David Dollar of Brookings hosts Deborah Brautigam of John Hopkins for a discussion of Africa in China's most recent globaniliation push, the Belt and Road Initiative (BRI).

Brautigam provides a nuanced and expert perspective on the appeal of China's involvement for African countries, and the difference between the media interpretation of China's BRI and what the data currently say.

She finds that lending and investment in Africa from China comes from a variety of sources, including Chinese development banks, private actors, and state-owned enterprises. After crunching the numbers, Brautigam says she hasn't been able to find any evidence for any "debt-trap diplomacy," whereby China would use high-interest loans on risky projects to try to "trap" countries in debt and thus force them to give concessions. Most major projects like Kenya and Ethiopia's railways are a mixture of concessional (lower) rates of interest and traditional commercial loans, which doesn't exactly sound like price-gouging. Out of the thousand or so projects they have information on, they can't really find evidence of China using its hold on African debt for leverage. This doesn't rule out some future change, but it's not the current situation.

Brautigam notes that using natural resources as collateral is in fact a way for countries to access capital markets, and that Japan had once done the same thing with China back in the seventies. Nevertheless, most countries in Africa don't actually use loans collateralized by natural resources.

It can be difficult to determine the exact amounts of the loans and who's backing them, but Brautigam notes that this is also the case with lending contracts from many western institutions like the World Bank. From a debt perspective, it also makes a difference if it's the state or private companies or state-owned enterprises which would be implicitly backed by the government that receives loans from the African perspective. From the Chinese side, it also matters who makes the loans and investment, because it determines whether the Chinese government would be left holding the tab if the money went into bad projects (which, let's be realistic, some of it is bound to do).

She also notes a weakness on the Chinese side. They have a tendency to fund mediocre projects, because they expect project proposals to be brought to them rather than helping develop the projects. This gives disproportionate leeway to Chinese firms to bring what might be sub-par projects from a development perspective, in that they may not generate much revenue or growth.

The numbers don't show that Chinese construction is of any worse quality than western construction, but Brautigam does note the importance of oversight. Countries that can afford to hire engineering consultants to oversee projects will tend to have better results on projects, and countries that can afford teams of lawyers to cover the contracts will get better terms than countries that have fewer experts facing off against Chinese legal teams.

As regards labor exports, which have generated a fair fuss, Brautigam notes that Chinese companies look largely like local or western companies in their use of imported expertise relative to local labor. In many African economies, it's difficult to find managers and supervisors, because the local human capital levels are relatively low.

To my eye, part of the issue seems to come with the numbers being tossed around. Just like a billion dollars can be a lot or not very much depending on what you're comparing it to, a couple hundred thousand people can be a lot or a little depending on what you're comparing it to.

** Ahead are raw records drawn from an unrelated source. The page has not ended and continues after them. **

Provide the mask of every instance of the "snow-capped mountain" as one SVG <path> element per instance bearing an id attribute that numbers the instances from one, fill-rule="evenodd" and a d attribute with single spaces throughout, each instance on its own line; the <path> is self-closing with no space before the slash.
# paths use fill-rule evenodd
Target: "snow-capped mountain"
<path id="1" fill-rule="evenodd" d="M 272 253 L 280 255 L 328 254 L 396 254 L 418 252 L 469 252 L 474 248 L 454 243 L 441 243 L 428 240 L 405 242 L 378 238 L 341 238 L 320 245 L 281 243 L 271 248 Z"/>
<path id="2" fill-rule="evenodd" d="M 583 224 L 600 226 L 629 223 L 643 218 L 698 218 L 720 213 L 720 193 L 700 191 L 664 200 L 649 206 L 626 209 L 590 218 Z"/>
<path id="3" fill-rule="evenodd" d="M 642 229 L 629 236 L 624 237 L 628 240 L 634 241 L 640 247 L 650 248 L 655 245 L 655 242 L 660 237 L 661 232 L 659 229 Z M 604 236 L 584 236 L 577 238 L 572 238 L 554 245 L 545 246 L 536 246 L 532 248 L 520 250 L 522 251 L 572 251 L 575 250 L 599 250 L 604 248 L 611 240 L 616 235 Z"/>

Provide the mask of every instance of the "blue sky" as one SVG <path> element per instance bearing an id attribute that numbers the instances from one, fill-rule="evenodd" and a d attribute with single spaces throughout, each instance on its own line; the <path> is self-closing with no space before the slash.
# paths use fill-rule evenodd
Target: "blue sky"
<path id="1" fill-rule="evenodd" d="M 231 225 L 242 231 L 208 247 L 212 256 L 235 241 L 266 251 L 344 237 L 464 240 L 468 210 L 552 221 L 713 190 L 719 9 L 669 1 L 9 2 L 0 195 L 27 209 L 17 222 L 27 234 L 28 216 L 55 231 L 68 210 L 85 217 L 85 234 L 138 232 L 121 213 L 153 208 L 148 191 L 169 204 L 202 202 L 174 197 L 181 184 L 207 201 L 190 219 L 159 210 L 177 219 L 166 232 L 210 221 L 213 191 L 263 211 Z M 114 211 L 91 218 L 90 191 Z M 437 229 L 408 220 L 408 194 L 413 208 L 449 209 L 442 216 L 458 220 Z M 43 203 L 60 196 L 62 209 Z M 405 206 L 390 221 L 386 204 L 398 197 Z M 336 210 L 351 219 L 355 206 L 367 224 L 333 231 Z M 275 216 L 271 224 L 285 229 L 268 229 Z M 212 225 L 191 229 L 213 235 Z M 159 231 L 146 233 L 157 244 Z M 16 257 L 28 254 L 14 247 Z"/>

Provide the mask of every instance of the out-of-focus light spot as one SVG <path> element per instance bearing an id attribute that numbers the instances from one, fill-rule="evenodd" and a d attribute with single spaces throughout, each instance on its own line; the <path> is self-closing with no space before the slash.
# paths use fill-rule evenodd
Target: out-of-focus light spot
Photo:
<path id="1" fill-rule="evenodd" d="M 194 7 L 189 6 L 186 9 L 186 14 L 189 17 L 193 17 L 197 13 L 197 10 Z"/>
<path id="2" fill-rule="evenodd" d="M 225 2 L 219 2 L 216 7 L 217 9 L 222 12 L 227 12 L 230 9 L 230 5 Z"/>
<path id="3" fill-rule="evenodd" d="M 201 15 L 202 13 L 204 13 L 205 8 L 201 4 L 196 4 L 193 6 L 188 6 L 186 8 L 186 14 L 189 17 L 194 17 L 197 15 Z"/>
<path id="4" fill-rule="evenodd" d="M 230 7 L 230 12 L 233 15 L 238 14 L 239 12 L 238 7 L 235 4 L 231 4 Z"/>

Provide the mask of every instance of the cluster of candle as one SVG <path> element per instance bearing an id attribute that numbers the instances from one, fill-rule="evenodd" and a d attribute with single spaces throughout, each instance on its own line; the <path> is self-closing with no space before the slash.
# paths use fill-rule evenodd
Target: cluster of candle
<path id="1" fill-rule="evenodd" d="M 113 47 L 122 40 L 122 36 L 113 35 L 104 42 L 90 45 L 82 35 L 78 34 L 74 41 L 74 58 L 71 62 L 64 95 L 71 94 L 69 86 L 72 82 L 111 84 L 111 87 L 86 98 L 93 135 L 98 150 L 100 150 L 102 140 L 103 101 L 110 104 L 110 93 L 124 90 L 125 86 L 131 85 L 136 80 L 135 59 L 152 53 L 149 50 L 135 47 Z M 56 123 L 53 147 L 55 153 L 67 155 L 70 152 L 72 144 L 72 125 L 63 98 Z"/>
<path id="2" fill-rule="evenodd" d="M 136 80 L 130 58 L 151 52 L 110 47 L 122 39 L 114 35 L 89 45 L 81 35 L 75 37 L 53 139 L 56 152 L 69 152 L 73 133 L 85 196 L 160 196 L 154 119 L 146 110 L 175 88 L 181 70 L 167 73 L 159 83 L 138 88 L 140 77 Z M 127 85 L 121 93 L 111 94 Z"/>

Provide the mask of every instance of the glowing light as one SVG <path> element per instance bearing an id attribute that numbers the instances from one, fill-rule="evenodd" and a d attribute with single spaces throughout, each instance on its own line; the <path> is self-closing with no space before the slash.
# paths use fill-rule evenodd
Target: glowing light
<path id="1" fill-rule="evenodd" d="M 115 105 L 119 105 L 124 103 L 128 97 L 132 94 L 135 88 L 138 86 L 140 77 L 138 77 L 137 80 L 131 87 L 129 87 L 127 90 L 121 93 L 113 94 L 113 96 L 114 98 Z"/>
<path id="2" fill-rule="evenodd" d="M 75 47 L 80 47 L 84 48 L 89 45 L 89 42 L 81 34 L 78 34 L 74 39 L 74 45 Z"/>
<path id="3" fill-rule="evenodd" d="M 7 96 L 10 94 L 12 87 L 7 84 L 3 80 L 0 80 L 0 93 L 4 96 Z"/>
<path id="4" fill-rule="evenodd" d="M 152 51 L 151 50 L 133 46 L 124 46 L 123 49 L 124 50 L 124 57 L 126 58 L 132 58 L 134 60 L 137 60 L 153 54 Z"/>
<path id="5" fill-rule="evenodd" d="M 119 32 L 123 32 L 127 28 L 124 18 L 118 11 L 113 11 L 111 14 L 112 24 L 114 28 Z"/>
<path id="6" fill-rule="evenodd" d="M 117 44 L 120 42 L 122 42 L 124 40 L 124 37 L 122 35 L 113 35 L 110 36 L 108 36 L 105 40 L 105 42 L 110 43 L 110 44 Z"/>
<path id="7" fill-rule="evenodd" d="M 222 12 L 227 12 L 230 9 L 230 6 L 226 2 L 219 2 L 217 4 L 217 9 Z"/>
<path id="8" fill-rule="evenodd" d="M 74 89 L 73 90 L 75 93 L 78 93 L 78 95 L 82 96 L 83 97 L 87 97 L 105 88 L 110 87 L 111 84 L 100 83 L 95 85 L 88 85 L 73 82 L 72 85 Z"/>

Africa is a big continent, and China currently has around 200,000 Chinese workers working there.

Relative to the size of the continent, however, I don't really see that as a gigantic labor force. (All of China, which is about the size of the US, covers approximately the area of the Sahara Desert). What's more, the imported Chinese labor is concentrated in countries with small populations for the size of the projects they want to engage in (Algeria), or countries with very low human capital accumulation (Angola).

Overall, then, it looks like China's operations in Africa are looking rather more like the rest of the world's operations there than the media might lead us to believe.